PDF(Pubmed)
Abstract:
Although spearmint oil (SMO) has various pharmacological properties, especially for cancer treatment, its low water solubility results in poor bioavailability. This limits its application as a medicine. One possible solution is to the use of SMO in the form of nanoemulsion, which has already been shown to have anticancer effects. However, the mechanism of SMO nanoemulsion formation remains unclear. The objective of this study was to use molecular dynamics (MD) for clarifying the formation of SMO nanoemulsion with triglycerides (trilaurin, tripalmitin, and triolein) and Cremophor RH40 (PCO40). Nanoemulsions with different SMO:triglyceride ratios and triglyceride types were prepared and analyzed for anticancer activity, droplet size, droplet morphology, and stability. Despite switching the type of carrier oil, SMO nanoemulsions retained strong anticancer effects. A ratio of 80SMO:20triglycerides produced the smallest droplets (<100 nm) and exhibited excellent physical stability after a temperature cycling test. MD simulations showed that polyoxyethylenes of PCO40 are located at the water interface, stabilizing the emulsion structure in an egglike layer. Droplet size correlated with triglyceride concentration, which was consistent with the experimental findings.
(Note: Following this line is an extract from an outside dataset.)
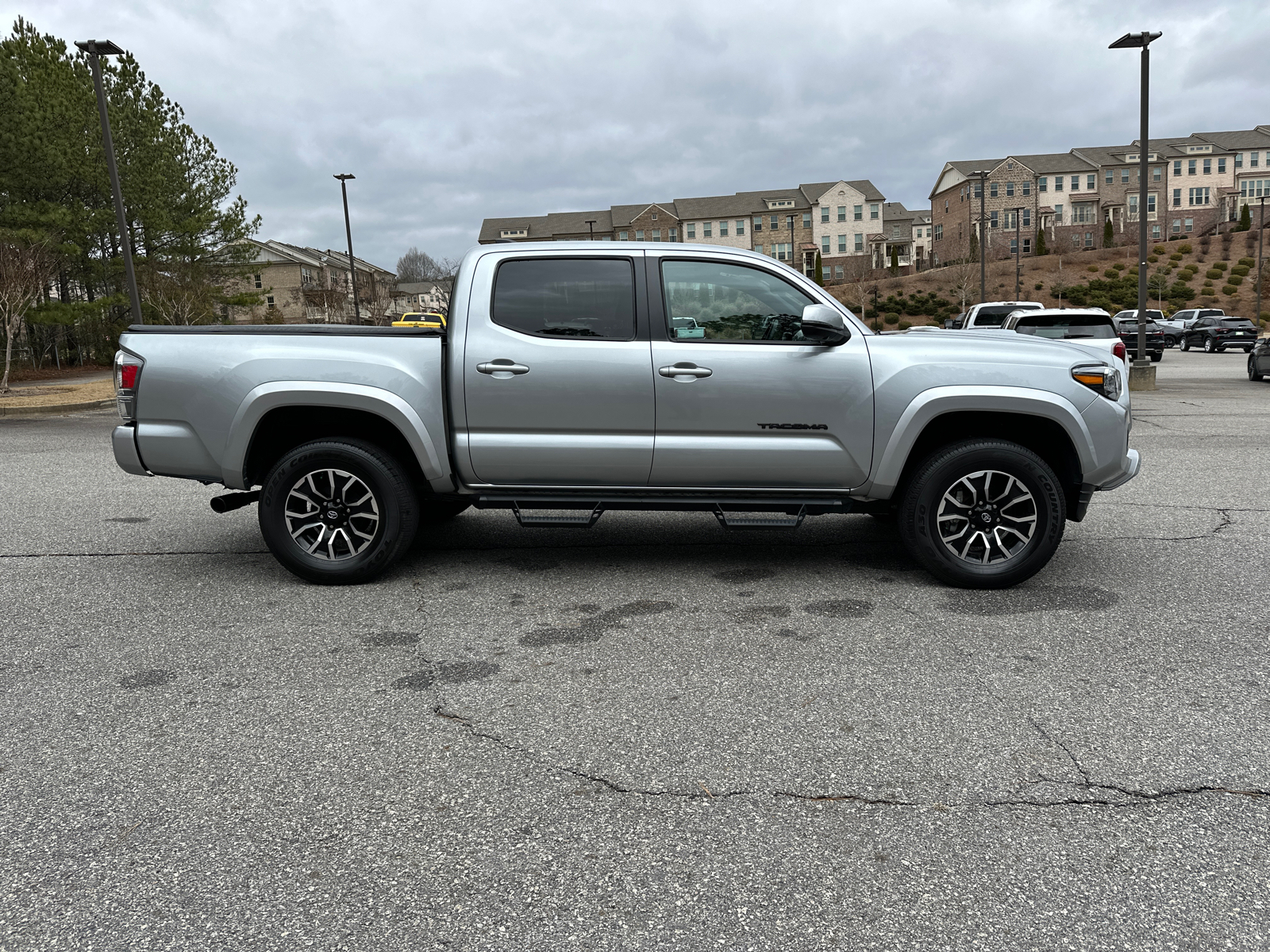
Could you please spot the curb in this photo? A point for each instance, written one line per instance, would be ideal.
(52, 409)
Decreasing triglyceride content, except for the 90SMO:10triglyceride ratio, led to a decrease in droplet sizes. Hydrogen bond analysis identified interactions between triglyceride-PCO40 and carvone-PCO40. Geometry analysis showed PCO40 had an \"L-like\" shape, which maximizes the hydrophilic interfaces. These findings highlight the value of MD simulations in understanding the formation mechanism of SMO and triglyceride nanoemulsions. In addition, it might also be beneficial to use MD simulations before the experiment to select the potential composition for nanoemulsions, especially essential oil nanoemulsions.
摘要:
虽然留兰香油(SMO)具有多种药理特性,尤其是癌症治疗,其水溶性低导致生物利用度差。这限制了其作为药物的应用。一种可能的解决方案是使用纳米乳液形式的SMO,已经被证明具有抗癌作用。然而,SMO纳米乳的形成机制尚不清楚。本研究的目的是使用分子动力学(MD)来阐明SMO纳米乳液与甘油三酸酯(trrilaurin,tripalmitin,和三油酸甘油酯)和CremophorRH40(PCO40)。制备了具有不同SMO:甘油三酯比例和甘油三酯类型的纳米乳液,并分析了其抗癌活性,液滴大小,液滴形态,和稳定性。尽管改变了载体油的类型,SMO纳米乳液保留了很强的抗癌作用。80SMO:20甘油三酯的比率产生最小的液滴(<100nm),并且在温度循环测试后表现出优异的物理稳定性。MD模拟表明,PCO40的聚氧乙烯位于水界面,稳定蛋状层中的乳液结构。液滴大小与甘油三酯浓度相关,这与实验结果一致。降低甘油三酯含量,除了90SMO:10甘油三酯比例,导致液滴尺寸减小。氢键分析确定了甘油三酯-PCO40和香芹酮-PCO40之间的相互作用。几何分析显示PCO40具有“L形”形状,这使得亲水界面最大化。这些发现突出了MD模拟在理解SMO和甘油三酯纳米乳液的形成机理方面的价值。此外,在实验之前使用MD模拟来选择纳米乳液的潜在组合物也可能是有益的,尤其是精油纳米乳液。